APS Reductasa de Desulfovibrio desulfuricans

VANINA G. FRANCO; ALBERTO RIZZI; CARLOS D. BRONDINO

Cordoba

Congreso; XVII Congreso Argentino de Fisicoquímica y Química Inorgánica; 2011

Introducción. El sulfato es una molécula no reactiva que puede ser activada para participar en reacciones metabólicas de reducción y transferencia de azufre.i Las bacterias reductoras del sulfato (BRS) pueden utilizar el sulfato como aceptor terminal de electrones produciendo sulfuro (reducción desasimilatoria de sulfato). El paso clave en el ciclo del azufre es la conversión de sulfato a sulfito, donde interviene la enzima APS Reductasa. La enzima aislada de Desulfovibrio desulfuricans es heterodimérica. La subunidad α, de 75 KDa, posee una flavina (f) asociada covalentemente. La subunidad β, de 18 KDa, posee 2 clusters [4Fe-4S] denominados FeS1 (I) y FeS2 (II). La flavina y los centros FeS son paramagnéticos en determinados estados redox por lo que pueden ser monitoreados mediante la técnica de EPR (Figura 1). Los 3 centros están a lo largo de una cadena de transferencia electrónica, esencial para el funcionamiento de la enzima. Se ha establecido que los centros I y II están acoplados magnéticamente, pero se desconoce si la flavina está acoplada al centro FeS más próximo. Tampoco se ha establecido la correspondencia entre los centros detectados por EPR con los determinados estructuralmente.Objetivos. Estudiar mediante EPR la modificación de las propiedades de relajación del radical asociado a la flavina en presencia de los centros metálicos FeS, con el fin de realizar correlaciones magneto-estructurales.Resultados. Se estudió la proteína en tres estados redox: nativa (f paramagnética) y en dos formas reducidas (f+I paramagnéticos; f+I+II paramagnéticos).
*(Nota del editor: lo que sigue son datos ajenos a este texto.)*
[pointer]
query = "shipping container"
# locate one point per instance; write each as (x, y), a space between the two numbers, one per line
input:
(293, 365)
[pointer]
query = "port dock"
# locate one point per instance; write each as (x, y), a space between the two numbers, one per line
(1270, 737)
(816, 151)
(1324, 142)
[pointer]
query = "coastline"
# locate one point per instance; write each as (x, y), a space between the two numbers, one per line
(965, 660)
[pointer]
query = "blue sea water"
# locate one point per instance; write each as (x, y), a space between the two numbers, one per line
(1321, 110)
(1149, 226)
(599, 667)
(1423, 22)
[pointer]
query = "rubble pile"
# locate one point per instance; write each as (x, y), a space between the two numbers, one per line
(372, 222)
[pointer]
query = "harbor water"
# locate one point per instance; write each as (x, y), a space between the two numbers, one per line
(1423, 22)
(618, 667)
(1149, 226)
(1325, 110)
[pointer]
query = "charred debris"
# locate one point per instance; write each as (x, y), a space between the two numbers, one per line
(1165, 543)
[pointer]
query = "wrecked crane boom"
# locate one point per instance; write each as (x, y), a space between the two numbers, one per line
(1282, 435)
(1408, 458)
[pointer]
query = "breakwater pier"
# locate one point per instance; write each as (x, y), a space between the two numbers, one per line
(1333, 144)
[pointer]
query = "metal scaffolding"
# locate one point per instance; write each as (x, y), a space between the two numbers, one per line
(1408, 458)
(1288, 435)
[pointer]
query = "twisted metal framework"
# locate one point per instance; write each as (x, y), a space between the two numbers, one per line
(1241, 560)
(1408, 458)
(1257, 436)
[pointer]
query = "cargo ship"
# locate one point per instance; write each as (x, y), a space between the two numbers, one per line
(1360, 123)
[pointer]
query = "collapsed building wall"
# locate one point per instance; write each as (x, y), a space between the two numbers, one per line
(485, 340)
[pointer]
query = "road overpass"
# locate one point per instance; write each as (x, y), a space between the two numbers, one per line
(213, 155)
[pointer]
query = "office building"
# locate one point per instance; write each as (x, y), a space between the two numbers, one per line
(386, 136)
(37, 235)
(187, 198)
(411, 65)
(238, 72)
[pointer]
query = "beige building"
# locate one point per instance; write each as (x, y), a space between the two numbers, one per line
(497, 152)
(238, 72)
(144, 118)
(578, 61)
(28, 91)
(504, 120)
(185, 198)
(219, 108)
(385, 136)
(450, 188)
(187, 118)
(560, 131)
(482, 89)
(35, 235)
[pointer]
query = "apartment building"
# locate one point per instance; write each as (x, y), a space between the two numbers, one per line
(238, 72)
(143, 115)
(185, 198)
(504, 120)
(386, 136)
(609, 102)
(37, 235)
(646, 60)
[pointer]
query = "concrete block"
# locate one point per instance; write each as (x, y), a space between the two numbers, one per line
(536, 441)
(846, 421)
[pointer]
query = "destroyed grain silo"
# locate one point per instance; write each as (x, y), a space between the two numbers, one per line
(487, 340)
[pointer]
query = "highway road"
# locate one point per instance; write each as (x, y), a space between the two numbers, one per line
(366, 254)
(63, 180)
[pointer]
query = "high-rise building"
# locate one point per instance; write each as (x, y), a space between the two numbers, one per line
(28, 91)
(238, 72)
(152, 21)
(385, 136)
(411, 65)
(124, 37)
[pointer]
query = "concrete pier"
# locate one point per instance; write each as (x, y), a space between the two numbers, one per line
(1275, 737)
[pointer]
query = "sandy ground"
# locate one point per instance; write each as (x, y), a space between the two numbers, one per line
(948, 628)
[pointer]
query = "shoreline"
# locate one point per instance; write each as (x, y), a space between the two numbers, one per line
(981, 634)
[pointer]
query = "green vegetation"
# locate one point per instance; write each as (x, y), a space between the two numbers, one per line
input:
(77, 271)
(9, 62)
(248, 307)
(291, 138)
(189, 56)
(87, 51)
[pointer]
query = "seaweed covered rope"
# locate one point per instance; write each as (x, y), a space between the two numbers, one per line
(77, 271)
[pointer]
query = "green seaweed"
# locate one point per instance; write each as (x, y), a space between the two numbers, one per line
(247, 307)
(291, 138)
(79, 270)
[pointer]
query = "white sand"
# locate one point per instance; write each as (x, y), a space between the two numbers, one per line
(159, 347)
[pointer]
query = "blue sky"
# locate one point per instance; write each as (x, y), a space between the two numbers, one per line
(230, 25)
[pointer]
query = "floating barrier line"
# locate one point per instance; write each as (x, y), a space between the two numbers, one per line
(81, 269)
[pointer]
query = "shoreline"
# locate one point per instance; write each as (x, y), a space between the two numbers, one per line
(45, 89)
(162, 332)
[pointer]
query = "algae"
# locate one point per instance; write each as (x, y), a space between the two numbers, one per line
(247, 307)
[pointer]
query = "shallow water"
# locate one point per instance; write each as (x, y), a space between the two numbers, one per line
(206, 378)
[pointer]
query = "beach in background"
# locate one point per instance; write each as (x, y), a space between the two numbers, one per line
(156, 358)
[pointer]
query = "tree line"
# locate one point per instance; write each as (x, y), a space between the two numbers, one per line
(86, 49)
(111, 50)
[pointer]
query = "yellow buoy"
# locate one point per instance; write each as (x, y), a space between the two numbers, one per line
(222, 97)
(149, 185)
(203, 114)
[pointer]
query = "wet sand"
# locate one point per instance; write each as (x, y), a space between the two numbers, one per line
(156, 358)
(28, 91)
Se tomaron espectros de EPR de las muestras variando la potencia de microondas desde 200 a 0,2 mW a una temperatura de 60 K y se evaluó la intensidad de la línea de resonancia correspondiente a la flavina en función de la potencia de microondas. Con el modelo utilizado por Makinen,ii se calculó la potencia media de saturación (P50) para cada estado redox: P50f = 0,1 mW; P50I = 1,0 mW; P50II = 4,8 mW.Conclusiones. Los datos muestran que: La flavina está acoplada magnéticamente al centro FeS1, lo que sugiere que el FeS1 es el centro proximal La velocidad de relajación de la flavina se incrementa cuando el FeS2 es paramagnético lo que confirma que los tres centros están acoplados magnéticamente.Referencias bibliográficasi Gavel et al, Biochemistry 1998, 37, 16225-16232.ii Makinen et al, P.N.A.S. 1981, 78, 10, 6221-6225.